This project is a Proof-of-Concept that demonstrates how you can leverage both MongoDB and ElasticSearch to power various users searches in your APIs. It makes use of Kafka to move data from MongoDB to ElasticSearch to be indexed. Thanks to Kafka connect this can be done without any coding. All we need to do, is to set up the MongoDB Source Connector and the ElasticSearch Sink Connector to make this possible.
The overall archictecture is:
Database | ETL Layer | Search Engine |
---|---|---|
MongoDB | Kafka | ElasticSearch |
Data is inserted into MongoDB, then gets published to Kafka and finally it gets ingested into ElasticSearch.
All the infrastructure is self contained and it runs on docker containers. You can reuse the docker compose files to create different projects with each of the elements, for instance, demonstrate MongoDB and Kafka integration on its own.
There are other components to aid with demonstrating some of the features, such as DejaVu, which is a UI app for ElasticSearch that allows us to visualise indexes data, make queries to ElasticSearch and also build dashboards for searches.
Another big part of this project is a sample backend API and a React frontend app. This was created to demonstrate how using MongoDB and ElasticSearch is completely transparent for the end user, as all the complexity is handled by the backend API.
Please install:
- curl
- node
- docker
- docker-compose (might be included in newer docker releases)
- mongodb tools (mongo shell and mongoimport needed)
- Call
docker-compose up -d
on this directory to stand up the required containers - Connect to MongoDB on port 27017 using Compass or mongoshell (default URI:
mongodb://root:changeme@localhost:27017/?authSource=admin&readPreference=primary&appname=MongoDB%20Compass&directConnection=true&ssl=false
) - Create a new database and collection called
test.test
- Run the script
elasticsearch/setupConnectors.sh
to enable the MongoDB Source Connector and the ElasticSearch Sink Connector
NOTE: In case of an error message wait a few minutes - it just means that the server is not ready yet
NOTE: The connector is setup to be used with the demo app - you might need to modify it if you plan to use a different dataset
- Open the Dejavu interface on
http://<your_server>:1358
(<your_server>
is most likelylocalhost
if you are running this in Mac OS X or Linux) - On Dejavu, connect to your ElasticSearch server using the URL
http://<your_server>:9200
and set the basic authorization header like this
Header | Value |
---|---|
Authorization | Basic ZWxhc3RpYzpjaGFuZ2VtZQ== |
Then use test.test
as the index you want to connect to
It should show an empty table at this point
- Add data to the
test.test
collection - Reload Dejavu to see the data (see the Note section if you want to use the demo app)

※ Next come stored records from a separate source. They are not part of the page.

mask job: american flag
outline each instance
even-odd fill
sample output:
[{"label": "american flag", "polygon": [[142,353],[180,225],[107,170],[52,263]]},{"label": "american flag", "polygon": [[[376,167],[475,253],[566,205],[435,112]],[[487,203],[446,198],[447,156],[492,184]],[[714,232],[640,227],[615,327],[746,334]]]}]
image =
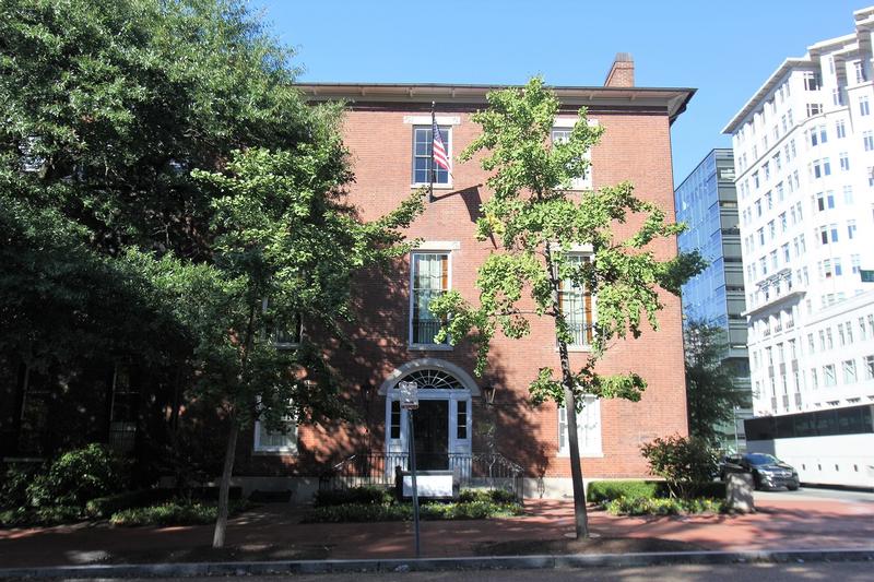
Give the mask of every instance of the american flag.
[{"label": "american flag", "polygon": [[444,136],[440,134],[440,128],[437,127],[437,118],[432,116],[432,135],[434,135],[433,156],[434,163],[449,171],[449,156],[446,155],[446,145],[444,145]]}]

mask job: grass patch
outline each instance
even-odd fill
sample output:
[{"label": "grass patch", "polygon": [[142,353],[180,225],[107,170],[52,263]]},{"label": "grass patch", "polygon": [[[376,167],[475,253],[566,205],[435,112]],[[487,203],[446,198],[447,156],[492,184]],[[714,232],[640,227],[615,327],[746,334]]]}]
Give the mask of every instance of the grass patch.
[{"label": "grass patch", "polygon": [[[229,514],[248,508],[246,501],[233,501]],[[200,525],[212,523],[218,515],[218,506],[203,501],[173,500],[144,508],[123,509],[113,513],[113,525]]]},{"label": "grass patch", "polygon": [[628,498],[619,497],[601,506],[613,515],[678,515],[689,513],[725,513],[724,501],[710,498]]}]

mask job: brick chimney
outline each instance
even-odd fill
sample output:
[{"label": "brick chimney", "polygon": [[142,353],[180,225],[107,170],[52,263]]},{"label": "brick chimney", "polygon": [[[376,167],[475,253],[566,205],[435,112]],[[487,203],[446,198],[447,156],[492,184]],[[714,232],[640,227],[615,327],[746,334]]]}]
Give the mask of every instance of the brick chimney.
[{"label": "brick chimney", "polygon": [[635,61],[629,52],[616,52],[613,67],[610,68],[604,81],[605,87],[633,87],[635,86]]}]

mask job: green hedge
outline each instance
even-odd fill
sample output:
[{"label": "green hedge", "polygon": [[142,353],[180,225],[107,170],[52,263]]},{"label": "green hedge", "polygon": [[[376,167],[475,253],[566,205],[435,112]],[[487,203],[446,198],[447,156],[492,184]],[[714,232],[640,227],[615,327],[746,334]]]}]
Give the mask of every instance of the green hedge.
[{"label": "green hedge", "polygon": [[[668,484],[661,480],[593,480],[587,488],[586,499],[591,503],[626,499],[659,499],[671,496]],[[694,498],[725,499],[725,484],[712,482],[699,486],[693,492]]]},{"label": "green hedge", "polygon": [[173,489],[140,489],[98,497],[85,503],[85,513],[92,518],[108,518],[117,511],[151,506],[173,497]]},{"label": "green hedge", "polygon": [[[231,503],[229,513],[238,513],[248,507],[246,501]],[[173,500],[156,506],[123,509],[113,513],[113,525],[199,525],[212,523],[218,515],[215,503]]]},{"label": "green hedge", "polygon": [[591,503],[604,503],[619,498],[652,499],[658,496],[659,482],[593,480],[587,487],[586,499]]},{"label": "green hedge", "polygon": [[335,489],[316,491],[316,507],[333,507],[354,504],[378,504],[391,503],[394,496],[387,489],[379,487],[350,487],[349,489]]},{"label": "green hedge", "polygon": [[677,515],[681,513],[723,513],[727,504],[718,499],[665,499],[619,497],[605,503],[613,515]]},{"label": "green hedge", "polygon": [[518,503],[519,500],[512,491],[505,489],[463,489],[458,500],[462,503],[471,501],[493,501],[495,503]]}]

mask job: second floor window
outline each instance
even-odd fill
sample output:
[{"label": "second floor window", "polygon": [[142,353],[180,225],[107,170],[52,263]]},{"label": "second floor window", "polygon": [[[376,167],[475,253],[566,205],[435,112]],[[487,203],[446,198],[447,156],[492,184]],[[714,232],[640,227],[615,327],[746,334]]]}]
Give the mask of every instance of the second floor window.
[{"label": "second floor window", "polygon": [[[572,254],[569,257],[572,263],[579,264],[589,262],[590,257],[584,254]],[[560,283],[558,292],[558,307],[570,328],[572,341],[571,346],[589,346],[593,338],[594,313],[592,309],[592,294],[582,285],[575,285],[569,280]]]},{"label": "second floor window", "polygon": [[436,344],[434,336],[442,322],[430,312],[429,306],[449,290],[449,253],[414,252],[411,289],[410,343]]},{"label": "second floor window", "polygon": [[[553,128],[550,136],[553,143],[566,143],[570,139],[571,128]],[[586,154],[590,158],[589,153]],[[571,190],[588,190],[592,188],[592,166],[586,169],[586,176],[574,178],[570,181]]]},{"label": "second floor window", "polygon": [[[452,128],[439,126],[440,136],[447,157],[452,159],[451,136]],[[413,128],[413,183],[430,183],[432,178],[436,185],[449,185],[449,171],[440,166],[435,166],[432,177],[432,164],[434,162],[434,135],[430,126],[415,126]]]}]

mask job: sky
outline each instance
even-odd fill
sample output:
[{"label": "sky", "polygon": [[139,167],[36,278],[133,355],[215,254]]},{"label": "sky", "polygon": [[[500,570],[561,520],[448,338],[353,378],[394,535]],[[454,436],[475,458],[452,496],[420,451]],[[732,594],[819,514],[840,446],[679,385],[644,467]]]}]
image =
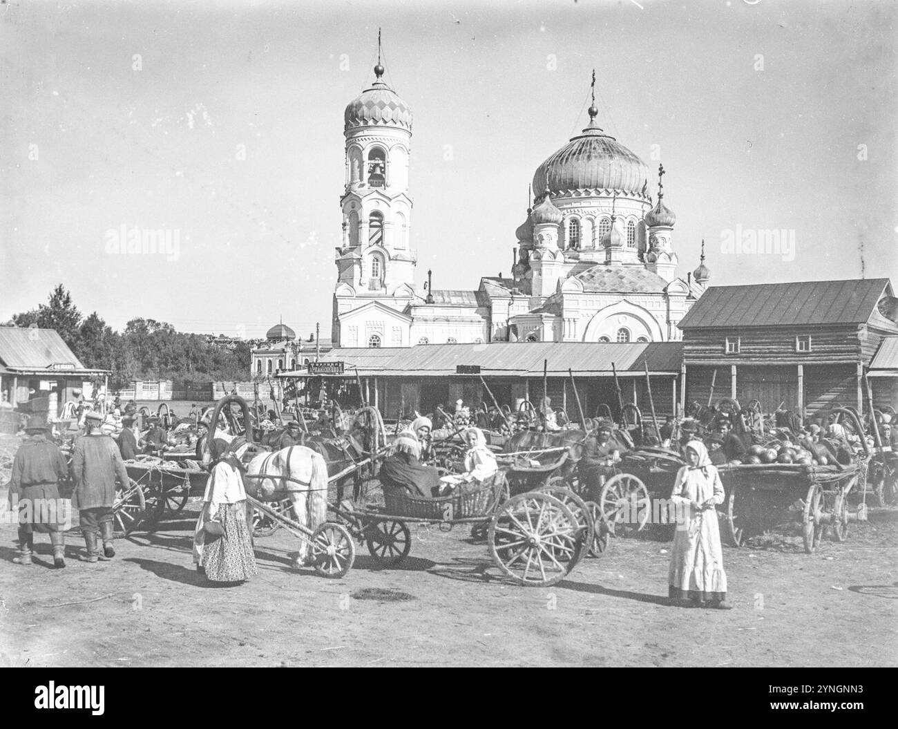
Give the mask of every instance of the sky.
[{"label": "sky", "polygon": [[[0,321],[62,283],[117,329],[327,336],[343,110],[378,28],[414,113],[418,287],[507,275],[593,68],[600,126],[665,165],[680,276],[704,239],[712,285],[898,285],[896,19],[843,0],[5,0]],[[123,227],[167,231],[167,251],[116,252]],[[727,243],[767,230],[792,254]]]}]

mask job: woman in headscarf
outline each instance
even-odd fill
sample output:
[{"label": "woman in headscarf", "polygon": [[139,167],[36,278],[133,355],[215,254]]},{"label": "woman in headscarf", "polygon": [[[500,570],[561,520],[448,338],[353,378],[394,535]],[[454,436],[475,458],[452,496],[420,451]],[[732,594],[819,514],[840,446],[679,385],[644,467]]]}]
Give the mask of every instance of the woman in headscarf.
[{"label": "woman in headscarf", "polygon": [[446,491],[460,486],[462,492],[480,488],[488,479],[492,479],[498,471],[496,456],[487,447],[487,438],[478,427],[468,428],[464,432],[468,442],[468,452],[464,454],[464,473],[444,476],[440,481],[445,484]]},{"label": "woman in headscarf", "polygon": [[690,441],[685,451],[689,463],[677,472],[671,496],[677,525],[668,595],[678,603],[689,600],[699,607],[729,610],[715,508],[724,501],[724,487],[703,443]]},{"label": "woman in headscarf", "polygon": [[193,535],[193,561],[212,582],[238,583],[258,574],[252,534],[247,518],[246,491],[241,461],[248,444],[213,442],[218,462],[206,484],[203,508]]},{"label": "woman in headscarf", "polygon": [[421,445],[414,433],[408,430],[400,433],[393,441],[392,452],[381,464],[378,478],[383,489],[431,498],[439,488],[440,475],[433,466],[421,463],[420,455]]}]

- Start the backend API server:
cd backend && npm install && npm start
- Start the frontend app:
cd frontend && npm install && npm start
- Open the UI on
http://<your_server>:3001
Sample searches:
status contains PUBLISH
- this one will be serviced by MongoDB
shortDescription contains Adroid
- this one will trigger a full text search serviced by ElasticSearch
This app only works with the books collection. This is in the data folder. To import this data run:
./importData.sh
It is a very simple app with limited functionality and its purpose is to server as a Proof Of Concept only!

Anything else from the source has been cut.